What’s more troubling though is that Flaked isn’t satisfied with just using London to build Chip up, so it uses Tilly to do the exact same thing. Tilly is another woman on this show that has little to no backstory to her, and is then suddenly painted as a manipulative villain. Along with her new romantic partner, Alicia Wiener, who’s the one building the hotel that will displace Chip’s store, Tilly is nothing but a reductive, two-dimensional character. Of course she’s manipulative and cutthroat; what woman on this show isn’t? What woman on this show isn’t there to prove that Chip’s circumstances aren’t his fault? Even Kara, who has plenty of experience with Chip’s shitty behavior, tells London that he’s not such a bad guy. With “7th,” Flaked twists itself into all sorts of knots trying to explain why Chip isn’t so bad, and it just doesn’t work.

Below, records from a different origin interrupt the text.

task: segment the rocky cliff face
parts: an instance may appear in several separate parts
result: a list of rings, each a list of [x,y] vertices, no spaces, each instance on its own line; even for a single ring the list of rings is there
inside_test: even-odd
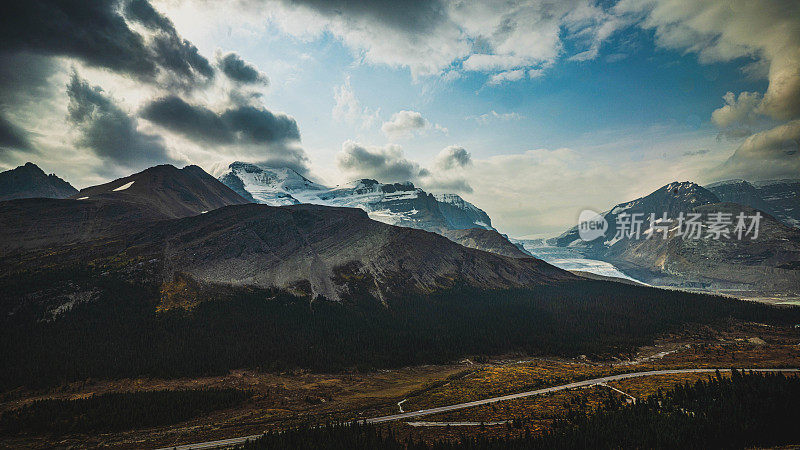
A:
[[[464,247],[475,248],[510,258],[530,258],[532,255],[526,250],[514,245],[508,238],[495,230],[483,228],[468,228],[461,230],[446,230],[441,233],[453,242],[458,242]]]
[[[249,203],[197,166],[178,169],[151,167],[109,183],[81,189],[73,199],[123,202],[147,209],[153,218],[178,218],[206,213],[228,205]]]
[[[738,239],[733,235],[715,239],[708,228],[712,215],[728,217],[733,223],[727,228],[733,230],[737,215],[744,213],[752,217],[757,212],[739,203],[721,202],[720,197],[772,210],[758,189],[746,182],[711,185],[710,189],[694,183],[671,183],[603,213],[609,227],[602,238],[584,242],[575,227],[550,242],[611,262],[636,279],[651,284],[784,295],[800,293],[800,231],[758,210],[762,218],[756,239],[747,236]],[[622,213],[641,214],[639,238],[616,237]],[[650,223],[650,213],[657,219],[667,213],[668,220]],[[701,215],[699,222],[703,227],[699,239],[681,235],[686,231],[677,221],[681,213]],[[668,230],[666,239],[665,229]]]
[[[778,220],[800,228],[800,180],[761,181],[754,186]]]
[[[36,164],[27,163],[0,172],[0,201],[18,198],[67,198],[78,192],[54,174],[47,175]]]
[[[800,180],[748,183],[721,181],[708,185],[723,202],[738,203],[764,211],[790,227],[800,228]]]
[[[0,249],[0,273],[88,264],[131,276],[147,273],[165,284],[188,276],[310,297],[367,295],[385,302],[457,284],[501,289],[574,279],[532,257],[469,249],[434,233],[376,222],[352,208],[236,205],[88,235],[81,230],[91,220],[84,206],[90,203],[51,202],[58,205],[48,205],[49,218],[36,230],[36,239],[25,247]],[[11,224],[9,216],[16,215],[21,219],[11,232],[36,229],[37,214],[20,212],[38,205],[9,203],[0,204],[0,222]],[[72,222],[71,228],[63,226]],[[42,242],[43,235],[57,240]]]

Part of the problem is that Flaked has never really found its voice as a blend of drama and comedy. There are bits of both that the show does well—Cooler is always good for a laugh, and there’s something interesting in the gray area in which Chip operates on a day-to-day basis—but they hardly ever coalesce into something more. Flaked doesn’t need to present a clear moral protagonist, but it does need to meaningfully engage with the actions of its main character. “7th,” with its successful SaVenice campaign and Tilly reveal, signals a refusal to do so. Rather than get messy, “7th” wipes the slate clean for Chip, and it doesn’t feel earned or honest. Not for a single second.

Stray observations

  • Biggest laugh of the episode, and maybe the season, is definitely George busting in on Dennis and Chip eating breakfast with his gun drawn, followed by him saying “he already ate,” then wolfing down scrambled eggs. Robert Wisdom is a delightful comedic actor.
  • Also funny: Cooler making another drive-thru joke when Chip tries using Tilly’s intercom.
  • “That’s not a good sign,” says Cooler as he sees the SOLD sign on Chip’s store.
  • I may have actually cheered when Kara was with Stefan and not Dennis at the end of the episode.